Con il susseguirsi delle mode alimentari, prima sono stati demonizzati i grassi contenuti naturalmente nei cibi perché ritenuti dannosi per la salute e causa del dilagante sovrappeso.

Allora le industrie sono venute incontro alle richieste dei consumatori creando le versioni light di quegli stessi cibi.

Ma ecco che anche questi prodotti sono stati considerati nocivi, poiché, per sopperire alla mancanza di sapore data dal ridotto contenuto di grassi, venivano spesso addizionati di zuccheri e/o altri additivi per migliorarne consistenza, compattezza e palatabilità.

 

Insomma, al solito, si è creata una gran confusione e il risultato è che come fai, sbagli.

 

La verità è che, come per quasi ogni cosa, anche i prodotti light sono semplicemente uno strumento, con i loro aspetti positivi e quelli negativi.

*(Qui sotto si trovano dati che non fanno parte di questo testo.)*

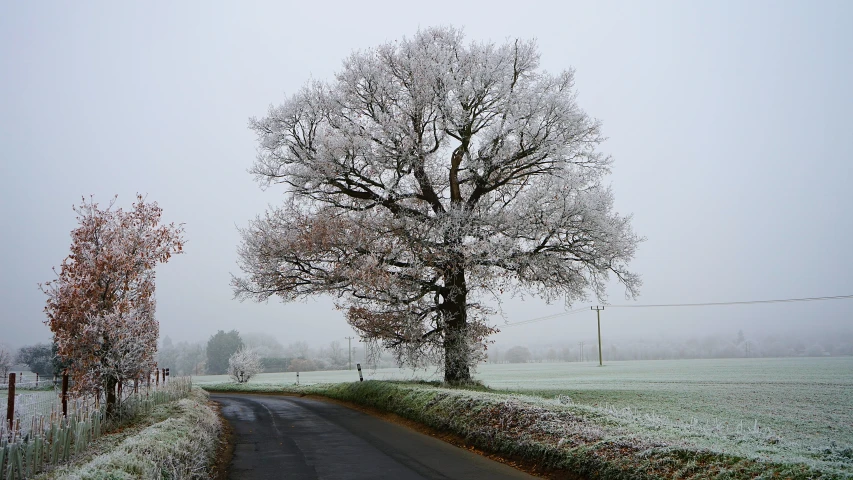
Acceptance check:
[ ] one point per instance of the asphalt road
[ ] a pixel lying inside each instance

Infatti, è vero che molti cibi a ridotto contenuto di grassi sono arricchiti di zuccheri o altro. Ma non tutti! E comunque la cosa importante è saperlo e acquistarli consapevolmente.

 

Vantaggi dei cibi light

Uno dei vantaggi dei cibi light è che vengono ridotti alcuni tipi di grassi e tu puoi, volendo, favorirne altri, magari più salutari, nella tua dieta.

Ad esempio, potresti scegliere un formaggio light e, al contempo, aumentare il consumo di olio extravergine di oliva o di frutta secca.

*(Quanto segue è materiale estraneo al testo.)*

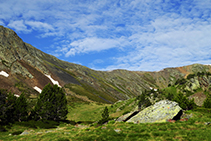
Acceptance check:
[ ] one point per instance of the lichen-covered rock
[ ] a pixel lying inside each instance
(159, 112)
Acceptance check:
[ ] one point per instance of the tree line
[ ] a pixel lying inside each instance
(51, 105)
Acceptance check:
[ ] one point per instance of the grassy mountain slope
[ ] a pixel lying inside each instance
(27, 67)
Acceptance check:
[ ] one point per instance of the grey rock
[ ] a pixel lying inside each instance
(159, 112)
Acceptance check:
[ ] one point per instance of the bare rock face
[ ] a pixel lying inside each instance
(159, 112)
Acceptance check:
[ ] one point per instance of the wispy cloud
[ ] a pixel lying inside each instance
(147, 34)
(19, 26)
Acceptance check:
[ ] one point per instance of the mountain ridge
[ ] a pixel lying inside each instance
(27, 67)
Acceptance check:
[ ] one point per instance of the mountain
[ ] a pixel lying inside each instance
(23, 68)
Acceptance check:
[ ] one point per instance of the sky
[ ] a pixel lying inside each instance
(137, 35)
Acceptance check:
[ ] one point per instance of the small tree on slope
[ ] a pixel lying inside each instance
(21, 105)
(51, 104)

Tuttavia, per fare questo ti serve avere piena consapevolezza di cosa e quanto stai mangiando, e cosa e quanto dovresti mangiare (e in questo mio corso impari esattamente come fare).

 

Un altro vantaggio, che poi è quello per il quale vengono solitamente acquistati questi prodotti, è il loro ridotto contenuto calorico.

Certamente ridurre i grassi da un cibo ne riduce le calorie, ma attenzione ad eventuali aggiunte di zuccheri o altri ingredienti, che potrebbero rendere la riduzione calorica nulla o quasi!

A tal proposito, leggi sempre sia l’elenco degli ingredienti che la tabella con i valori per 100 g, riportati nell’etichetta e obbligatori per legge, e confrontali con una versione “classica” di quello stesso alimento.

 

Svantaggi dei cibi light

I cibi a ridotto contenuto di grassi, però, hanno anche svariati punti a sfavore.

 

Primo fra tutti, come avrai già capito, il fatto che possano essere addizionati di zuccheri.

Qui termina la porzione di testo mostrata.